Whilst the court in Unaoil found that the liquidated damages may have represented a genuine pre-estimate of the loss when the MOA was signed, it held that where a contract has been amended in a material respect, the relevant date was the date at which the MOA was amended. This approach appears logical, considering that there could be numerous potential changes to a contract which could render an earlier liquidated damages sum no longer commercially justified.
The court considered that, following the reduction of the contract price from US$75m to US$55m, the original liquidated damages amount of US$40m could no longer be seen as commercially justified. In its view and in the absence of clarity as to why the liquidated damages clause was not considered at the same time as the amendments, it was highly unlikely that both parties would have agreed to the original liquidated damages in the context of the amendments.

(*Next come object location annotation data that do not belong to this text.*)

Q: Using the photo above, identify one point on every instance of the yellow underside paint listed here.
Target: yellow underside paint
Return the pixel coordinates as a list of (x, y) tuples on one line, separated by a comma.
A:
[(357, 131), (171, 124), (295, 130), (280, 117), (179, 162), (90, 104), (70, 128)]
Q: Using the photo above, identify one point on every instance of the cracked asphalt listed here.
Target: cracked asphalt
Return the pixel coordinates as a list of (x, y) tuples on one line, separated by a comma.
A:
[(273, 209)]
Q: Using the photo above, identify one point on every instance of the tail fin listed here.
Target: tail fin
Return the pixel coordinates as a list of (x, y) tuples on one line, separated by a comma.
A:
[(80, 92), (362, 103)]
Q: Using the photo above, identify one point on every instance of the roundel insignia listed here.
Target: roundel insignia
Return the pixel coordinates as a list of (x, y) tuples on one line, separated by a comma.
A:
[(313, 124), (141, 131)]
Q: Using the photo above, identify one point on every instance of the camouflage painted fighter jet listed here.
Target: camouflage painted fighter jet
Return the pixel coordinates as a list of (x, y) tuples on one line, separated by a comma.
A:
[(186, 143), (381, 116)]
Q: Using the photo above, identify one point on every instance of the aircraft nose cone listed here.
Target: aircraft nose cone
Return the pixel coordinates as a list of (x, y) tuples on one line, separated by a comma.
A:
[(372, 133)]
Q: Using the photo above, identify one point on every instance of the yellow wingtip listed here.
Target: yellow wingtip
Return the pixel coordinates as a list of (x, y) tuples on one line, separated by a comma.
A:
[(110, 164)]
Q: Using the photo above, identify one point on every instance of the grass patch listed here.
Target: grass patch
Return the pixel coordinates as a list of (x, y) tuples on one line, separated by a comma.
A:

What does this mean for contractors?
The situation of Unaoil is quite different from usual examples of liquidated damages, as the clause in question was intended to compensate the subcontractor for the contractor’s breach, whereas the more common use is to compensate an employer company for a contractor’s delay.
This case however highlights the importance of checking whether amendments to a contract impact on other provisions and particularly whether an existing liquidated damages sum may fall into the category of a penalty. If the liquidated damages sum is not amended, and absent commercial justification for the sums identified, a court may be inclined to hold the provision unenforceable as a penalty. This is especially relevant in engineering contracts which may undergo significant changes throughout the duration of the contract, whether increasing or decreasing the price of the contract and/or the scope of work to be performed.